Bashkirtseff

Mercredi 5 juillet 1882

Orig

# Mercredi 5 juillet 1882

Ma colère est calmée et maman est sortie hier de sa chambre devant Saint Amand. Elle a été à Cologne vingt quatre heures. Mon horrible billet à mon père est arrivé, il répond par dépêche qu'il ne m'avait pas priée de lui expliquer rien. Enfin tout cela est détestable. J'ai dit hier très tranquillement son fait à madame. Tout est fini entre nous; je l'ai aussi prévenue qu'elle ne serait peut-être pas bien reçue en Russie... Si elle y allait tout s'expliquerait c'est évident mais je dis cela par méchanceté; du reste elle ne sait pas ce que j'ai inventé.
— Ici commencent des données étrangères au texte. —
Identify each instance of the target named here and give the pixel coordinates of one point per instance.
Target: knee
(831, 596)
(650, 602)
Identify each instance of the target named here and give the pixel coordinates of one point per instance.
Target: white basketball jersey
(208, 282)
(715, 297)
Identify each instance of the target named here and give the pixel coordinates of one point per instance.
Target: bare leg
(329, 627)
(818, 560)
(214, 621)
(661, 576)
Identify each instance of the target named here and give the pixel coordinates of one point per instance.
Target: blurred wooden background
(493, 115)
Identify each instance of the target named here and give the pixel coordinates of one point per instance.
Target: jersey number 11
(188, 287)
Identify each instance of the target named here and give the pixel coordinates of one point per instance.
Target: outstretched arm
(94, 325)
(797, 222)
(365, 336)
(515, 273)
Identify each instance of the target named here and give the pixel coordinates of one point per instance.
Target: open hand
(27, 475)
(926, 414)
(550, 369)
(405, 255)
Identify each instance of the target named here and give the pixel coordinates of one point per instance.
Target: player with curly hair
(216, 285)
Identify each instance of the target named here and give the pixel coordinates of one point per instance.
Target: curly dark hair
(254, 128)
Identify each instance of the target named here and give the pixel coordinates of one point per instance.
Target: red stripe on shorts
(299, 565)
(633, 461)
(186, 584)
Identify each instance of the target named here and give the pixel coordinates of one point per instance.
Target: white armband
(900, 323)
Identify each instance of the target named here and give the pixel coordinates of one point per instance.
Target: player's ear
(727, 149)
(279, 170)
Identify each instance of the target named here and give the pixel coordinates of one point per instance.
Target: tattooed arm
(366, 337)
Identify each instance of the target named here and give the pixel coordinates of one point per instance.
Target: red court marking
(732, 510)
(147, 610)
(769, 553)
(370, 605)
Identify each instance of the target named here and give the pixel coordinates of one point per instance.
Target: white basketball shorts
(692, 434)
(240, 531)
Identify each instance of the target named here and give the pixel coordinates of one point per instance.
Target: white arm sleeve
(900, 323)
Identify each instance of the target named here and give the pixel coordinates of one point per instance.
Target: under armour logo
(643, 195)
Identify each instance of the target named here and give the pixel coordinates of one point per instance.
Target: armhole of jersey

Et convenez que c'est monstrueux ma lettre... Du reste depuis quatre jours j'ai dit des choses si infâmes d'elle et à elle hier...

Aussi en la sentant très malheureuse je deviens très calme et trouve que je vais trop loin... Je raisonne comme ça parce que c'est passé mais il y a quatre jours... Ah ! quelle abomination... Et vraiment nous ne méritons rien... Car depuis qu'il n'y a pas de malheurs nous nous en faisons nous-mêmes... Maintenant maman et moi nous nous verrons comme par le passé mais... Du reste il y a longtemps que tout est fini, il y a peut-être un an que je l'ai embrassée et si nous nous embrassions cela paraissait étrange à force de ne se dire que des choses désagréables...

Lorsque je venais parler de quelque chose cela dégénérait tout de suite en querelle et ce n'était pas toujours ma faute. Ainsi lorsque je me plaignais de quelque chose au lieu de chercher ensemble à améliorer notre sort... On répondait que je ne cherchais que des motifs à querelle, que j'éprouve le besoin de rager et que je ne sais pas ce que je veux. Avec ces trois propositions on m'enrageait en effet car cela revenait à propos de tout comme une rengaine.

On croyait ainsi éviter des conversations ennuyeuses et on faisait pis. Et les aigreurs et... Enfin que voulez-vous que je dise. C'est bien ennuyeux tout cela et bien triste. J'en suis arrivée à répondre durement même lorsqu'on me demande les choses les plus simples, bref on n'échange plus une parole comme tout le monde et si l'on cause quelquefois c'est toujours sur des sujets étrangers, des visites, des gens qu'on a vu... Et c'est encore miracle. Ou bien on se dispute sans cause, sans raison, comme des idiots. On voit, des aigreurs ou des pièges à santé dans tout... Enfin, c'est un enfer, mais heureusement j'ai des occupations.